Нина молчала, словно не расслышав вопроса. Потом сказала очень тихо, с трудом выговаривая слова: «Умер он…»

— Ну, что же тут поделаешь, Ниночка, — быстро заговорила Евгения Петровна. — Такое уж время. Да разве могут тут дети выжить, господи! А Алексей Петрович как же? Знает уже? Постой минутку, я только очередь займу. Милиционер гоняет с улицы, так мы тут в парадной стоим до семи. Значит, умер твой Митя, ах ты, горе какое. Постой, я сейчас…

Когда Евгения Петровна, заняв очередь, вышла на улицу, маленькая фигурка Нины уже потонула в темноте.

Следы ее неровных шагов были еще видны. Но вот и их уже засыпал мягкий снег.

На Ладоге тоже шел снег.

Он продолжал идти и тогда, когда уже совсем рассвело и идущие друг за другом грузовики вышли на широкое пространство озера.

Ленинград остался позади. И хотя впереди до самого горизонта не видно было ничего, кроме мутной мерцающей пелены падающего снега, — там, в этой смутной дали, уже угадывалась Большая Земля.

 

 

В это время в Ленинграде, в полутемной холодной комнате просыпается Митя Воронов. Он лежит неподвижно. Его маленькое бледное лицо наполовину закрыто одеялом и сползшей набок меховой шапкой.

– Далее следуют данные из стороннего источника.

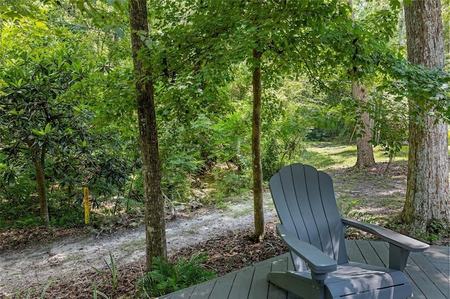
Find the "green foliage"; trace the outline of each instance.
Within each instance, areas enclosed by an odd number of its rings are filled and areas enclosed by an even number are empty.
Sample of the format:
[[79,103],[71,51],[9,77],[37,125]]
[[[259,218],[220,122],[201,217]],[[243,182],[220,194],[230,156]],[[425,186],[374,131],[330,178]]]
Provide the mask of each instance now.
[[[108,276],[109,277],[106,278],[106,274],[99,270],[97,268],[94,267],[94,270],[97,273],[103,277],[104,279],[108,279],[108,282],[111,285],[111,295],[114,294],[116,287],[117,286],[117,279],[119,278],[119,268],[116,266],[115,262],[114,261],[114,258],[112,257],[112,253],[111,251],[108,251],[110,256],[110,263],[108,263],[105,258],[103,258],[103,262],[105,262],[105,265],[106,265],[106,267],[108,270]],[[94,287],[94,295],[98,293],[101,295],[103,295],[104,293],[97,291],[96,287]]]
[[200,253],[193,254],[189,260],[181,258],[176,264],[153,258],[153,270],[139,281],[140,293],[160,296],[214,279],[214,272],[206,270],[202,265],[207,259]]

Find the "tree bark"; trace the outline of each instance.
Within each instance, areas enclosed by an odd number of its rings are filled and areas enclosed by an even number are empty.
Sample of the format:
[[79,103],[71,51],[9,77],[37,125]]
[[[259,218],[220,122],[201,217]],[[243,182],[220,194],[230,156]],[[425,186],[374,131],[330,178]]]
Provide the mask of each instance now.
[[[349,4],[350,8],[352,8],[352,15],[350,18],[354,21],[354,15],[353,13],[353,3],[352,0],[345,0]],[[356,57],[358,53],[357,41],[354,42],[354,46],[355,47],[354,56]],[[353,98],[356,100],[360,104],[360,106],[367,104],[367,92],[366,91],[366,86],[361,83],[359,80],[357,80],[355,77],[358,72],[356,67],[353,67],[352,72],[352,95]],[[371,117],[366,112],[363,112],[362,109],[359,109],[359,119],[356,124],[356,132],[359,137],[356,137],[356,164],[355,167],[359,169],[364,169],[367,167],[371,167],[375,164],[375,158],[373,157],[373,148],[371,140],[372,139],[372,131],[371,129]],[[356,116],[358,117],[358,115]],[[361,135],[361,137],[359,137]]]
[[[367,104],[366,86],[354,80],[352,81],[352,95],[361,105]],[[355,167],[364,169],[375,164],[373,157],[373,148],[371,140],[372,139],[372,130],[371,129],[371,117],[368,112],[360,113],[360,124],[356,124],[356,131],[361,134],[361,137],[356,138],[356,164]]]
[[[444,67],[440,0],[413,1],[405,6],[408,60],[428,67]],[[414,99],[409,99],[413,115]],[[423,125],[409,121],[406,198],[403,220],[423,232],[433,220],[450,225],[448,126],[432,116]]]
[[33,163],[34,164],[34,170],[36,171],[37,194],[39,198],[41,224],[44,226],[49,226],[50,223],[50,218],[49,216],[49,201],[47,199],[47,192],[45,187],[44,157],[39,157],[38,150],[34,147],[30,148],[30,152],[33,157]]
[[[161,189],[161,170],[155,113],[153,82],[150,67],[144,68],[138,57],[146,49],[143,35],[148,34],[146,0],[130,0],[129,18],[131,51],[136,81],[138,117],[141,141],[141,159],[146,205],[146,239],[147,269],[154,257],[167,258],[164,198]],[[145,32],[145,33],[144,33]]]
[[253,49],[253,58],[258,61],[253,70],[253,114],[252,117],[252,168],[253,171],[253,206],[255,239],[264,234],[264,213],[262,205],[262,166],[261,164],[261,62],[262,52]]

Понемногу в комнате становится светлей.

Медленно и словно неохотно мальчик открывает глаза. Несколько секунд он равнодушно смотрит перед собой, потом с трудом приподнимается и садится.

Шапка, надетая на него, но не завязанная, осталась на подушке. Грязный платок, съехав назад, открыл белокурые, спутанные, мягкие волосы, косо подрезанные спереди неумелой рукой. Лицо его не выражает ничего, кроме покорной усталости.

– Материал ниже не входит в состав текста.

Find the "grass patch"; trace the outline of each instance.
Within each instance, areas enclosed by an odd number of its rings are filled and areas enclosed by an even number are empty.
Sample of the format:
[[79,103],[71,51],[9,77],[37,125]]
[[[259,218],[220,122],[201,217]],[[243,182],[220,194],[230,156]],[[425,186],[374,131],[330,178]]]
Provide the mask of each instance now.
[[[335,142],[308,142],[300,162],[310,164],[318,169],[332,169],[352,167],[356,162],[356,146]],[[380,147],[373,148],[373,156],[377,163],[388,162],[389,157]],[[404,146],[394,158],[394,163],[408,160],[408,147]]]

Как всякое живое существо, он машинально обращает свои глаза к свету. Это слабый свет. Он плохо проникает сквозь замерзшие стекла, перекрещенные тонкими полосками наклеенной на них бумаги. К тому же окно затемнено наполовину поднятой, косо свисающей шторой.

Равнодушный взгляд ребенка медленно блуждает по маленькой комнате, заваленной наспех брошенными вещами. Все здесь обличает поспешный отъезд, лихорадочные сборы измученного и полного отчаяния существа.

Ребенок не догадывается о том, что произошло, но в его затуманенный слабостью мозг постепенно проникает сознание, что что-то случилось в окружающем его мире. Что-то тревожное и страшное.

Тонкие брови приподнимаются с недоумением, и он скашивает глаза на закопченный чайник, который нелепо, боком лежит на полу рядом с чем-то легким, воздушным, пестрым.

Губы его вздрагивают, и он тихо произносит: «Мама». Два коротких слога, о которых скорее можно догадаться, чем их расслышать, так тихо они произнесены.

И легкое облачко пара подымается в холодном воздухе из его маленького полуоткрытого рта.

 

 

Вечером того же дня, одна в пустой квартире, Катя с увлечением читала толстую книгу. В комнате холодно, Катя поджала под себя ноги и с головой укуталась в большой клетчатый платок. Круг освещенных предметов весьма невелик, так как свет — это свет от коптилки, стоящей на невысокой стопке книг. Все это сооружение рассчитано на то, чтобы даже при этом свете можно было читать. И действительно, страницы книги освещены лучше всего, в то время как все остальное потонуло в густой тени.

Из репродуктора над головой девочки льется спокойная и ясная мелодия.

Но вот она оборвалась. Тревожный вой сирены мгновенно заполнил все вокруг.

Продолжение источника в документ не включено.